Bill served six years in the army during the second world war as a Royal Tank Commander, he said: “I read morse code, and you couldn’t send any messages without it, it was very important. I mainly served my time over in Germany, Holland, Belgium. A lot of the time our job was pushing back the frontline, so attacking where we had no stronghold. Landing on foreign soil in boats was terrible. The keels of our big boats were too low for the shallow water so we had to go out in small boats, firing right onto the beaches. In one battle we lost 1500 men in half an hour. I’m talking about 18 and 19 year olds. It was your job to just keep going and take over from those who couldn’t. They’d fire guns until they couldn’t do it any more, then you took over.”
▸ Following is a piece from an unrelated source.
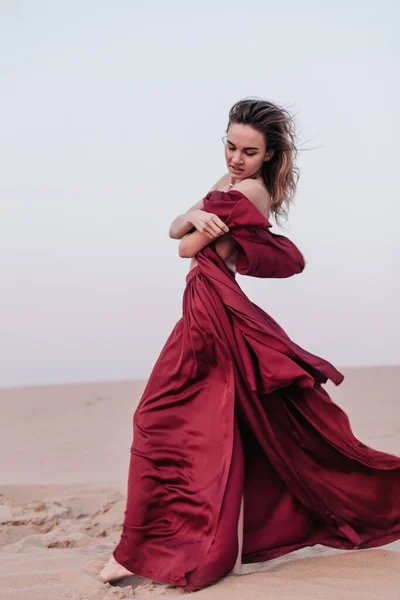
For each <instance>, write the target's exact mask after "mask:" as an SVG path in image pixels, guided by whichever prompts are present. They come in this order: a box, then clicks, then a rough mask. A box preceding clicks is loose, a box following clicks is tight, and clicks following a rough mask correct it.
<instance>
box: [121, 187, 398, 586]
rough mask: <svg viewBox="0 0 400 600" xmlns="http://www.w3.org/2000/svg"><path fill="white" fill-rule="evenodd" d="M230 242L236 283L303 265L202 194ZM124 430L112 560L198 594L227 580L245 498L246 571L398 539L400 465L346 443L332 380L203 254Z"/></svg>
mask: <svg viewBox="0 0 400 600" xmlns="http://www.w3.org/2000/svg"><path fill="white" fill-rule="evenodd" d="M204 209H205V210H206V211H208V212H213V213H214V214H217V215H218V216H219V217H220V218H221V219H222V220H223V221H224V222H225V223H226V224H227V225H228V227H229V233H230V235H231V236H232V237H233V238H234V239H235V240H236V241H237V242H238V244H239V245H240V249H239V252H238V255H237V264H236V267H237V271H238V273H240V274H242V275H249V276H253V277H289V276H291V275H294V274H296V273H300V272H301V271H302V270H303V268H304V259H303V256H302V255H301V253H300V252H299V250H298V249H297V248H296V246H295V245H294V244H293V243H292V242H291V241H290V240H288V239H287V238H285V237H284V236H279V235H275V234H273V233H272V232H271V231H270V224H269V222H268V221H267V220H266V219H265V217H264V216H263V215H262V214H261V213H260V212H259V211H258V210H257V208H256V207H255V206H254V205H253V204H252V203H251V202H250V201H249V200H248V198H246V196H244V195H243V194H242V193H241V192H238V191H230V192H220V191H213V192H210V193H209V194H208V195H207V196H206V197H205V199H204ZM196 258H197V262H198V264H197V266H196V267H194V268H193V269H192V270H191V271H190V272H189V274H188V276H187V278H186V288H185V291H184V295H183V305H182V317H181V319H180V320H179V321H178V323H177V324H176V325H175V327H174V328H173V330H172V332H171V334H170V336H169V338H168V339H167V341H166V343H165V345H164V347H163V349H162V351H161V353H160V355H159V357H158V359H157V362H156V364H155V365H154V368H153V370H152V372H151V375H150V378H149V380H148V383H147V386H146V388H145V390H144V393H143V396H142V398H141V400H140V403H139V405H138V408H137V410H136V412H135V415H134V420H133V426H134V427H133V428H134V433H133V443H132V446H131V461H130V467H129V477H128V490H127V505H126V512H125V518H124V524H123V529H122V536H121V540H120V542H119V544H118V546H117V547H116V549H115V551H114V557H115V558H116V560H117V561H118V562H119V563H120V564H121V565H123V566H124V567H126V568H127V569H129V570H130V571H132V572H134V573H136V574H138V575H141V576H143V577H148V578H150V579H155V580H157V581H162V582H165V583H168V584H172V585H176V586H181V587H183V588H185V589H186V590H188V591H193V590H196V589H200V588H202V587H204V586H206V585H209V584H211V583H213V582H215V581H216V580H218V579H219V578H221V577H223V576H224V575H226V574H227V573H229V572H230V571H231V570H232V568H233V566H234V564H235V561H236V556H237V551H238V540H237V523H238V518H239V511H240V503H241V497H242V494H243V497H244V532H243V553H242V561H243V562H244V563H250V562H260V561H265V560H269V559H272V558H276V557H278V556H281V555H283V554H286V553H288V552H291V551H293V550H296V549H298V548H302V547H304V546H312V545H314V544H324V545H327V546H331V547H334V548H342V549H355V548H370V547H374V546H380V545H383V544H387V543H389V542H392V541H394V540H396V539H399V538H400V501H399V498H400V458H398V457H395V456H392V455H389V454H386V453H383V452H380V451H378V450H374V449H372V448H369V447H367V446H366V445H364V444H363V443H361V442H360V441H359V440H357V439H356V438H355V437H354V435H353V433H352V430H351V426H350V423H349V420H348V417H347V415H346V414H345V413H344V412H343V410H342V409H341V408H339V407H338V406H337V405H336V404H335V403H333V402H332V400H331V399H330V397H329V396H328V394H327V392H326V391H325V389H324V388H323V387H322V384H323V383H325V382H326V381H327V380H328V379H330V380H331V381H333V382H334V383H335V384H336V385H338V384H340V383H341V381H342V380H343V375H342V374H341V373H339V372H338V371H337V370H336V369H335V367H334V366H333V365H331V364H330V363H329V362H328V361H326V360H324V359H322V358H319V357H317V356H315V355H313V354H311V353H309V352H307V351H306V350H304V349H302V348H301V347H300V346H298V345H297V344H295V343H294V342H293V341H292V340H291V339H290V338H289V337H288V335H287V334H286V333H285V332H284V331H283V329H282V328H281V327H280V326H279V325H278V324H277V323H276V322H275V321H274V320H273V319H272V317H270V316H269V315H268V314H267V313H266V312H264V311H263V310H262V309H261V308H259V307H258V306H256V305H255V304H254V303H252V302H251V301H250V300H249V299H248V298H247V296H246V295H245V294H244V293H243V291H242V290H241V288H240V287H239V285H238V283H237V281H236V277H235V274H234V273H233V272H232V271H231V270H230V269H228V268H227V266H226V265H225V263H224V262H223V260H222V259H221V258H220V257H219V256H218V255H217V253H216V252H215V251H214V250H213V249H212V248H211V247H210V246H207V247H206V248H204V249H203V250H202V251H201V252H199V253H198V255H197V257H196Z"/></svg>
“I saw some terrible things in the war, when we shelled the German dug outs they had five men to each of their large weapons. After shelling one particular dug out, we went to make sure it was clear, and we found the five young German soldiers manning their gun, still in position but dead.”

“The German soldiers were very strong, they were frightening. Because we were pushing back the front line I saw a lot of ground combat. They were like robots, incredibly well trained and strong, one of them was worth ten men. The soldiers from Belgium were not and often ran away rather than fighting.”

The UK that Bill came back to was very different, the NH S didn’t exist when he went off to war. He said: “It was fantastic. Especially as I remembered the way people had suffered so badly in the depression. Everyone was entitled to healthcare not just those with money. I remember everyone getting their false teeth and glasses, it was brilliant for the poor.”

“Unfortunately, the working class man often destroys his own opportunities. There were lots of people who got their glasses and false teeth and then sold them and went back for more. It was pure greed, taking it away from the deserving poor who needed it most.”

After the NHS, Bill thinks the biggest change in Britain over his lifetime has been living standards. He added: “Wages have got better, conditions at work are better because of the unions. Everything’s improved, and it wasn’t the government, it was the unions. The working man was becoming more intelligent, more educated. All he could do before was strike a match to light a tab, now he was thinking for himself, educating himself.”

Bill credits his advanced years with not smoking, and proper meals made by his grandmother when he was younger: “I don’t smoke, I was brought up eating proper food by my grandmother which I’ve continued to do. It wasn’t anything fancy, but proper food like meat and veg. Now people just seem to live on cake, even though there is an increased knowledge about food.”

When asked what he sees for his future, he laughs: “Nothing, I’m 100! I would be happy to just go to bed and sleep!”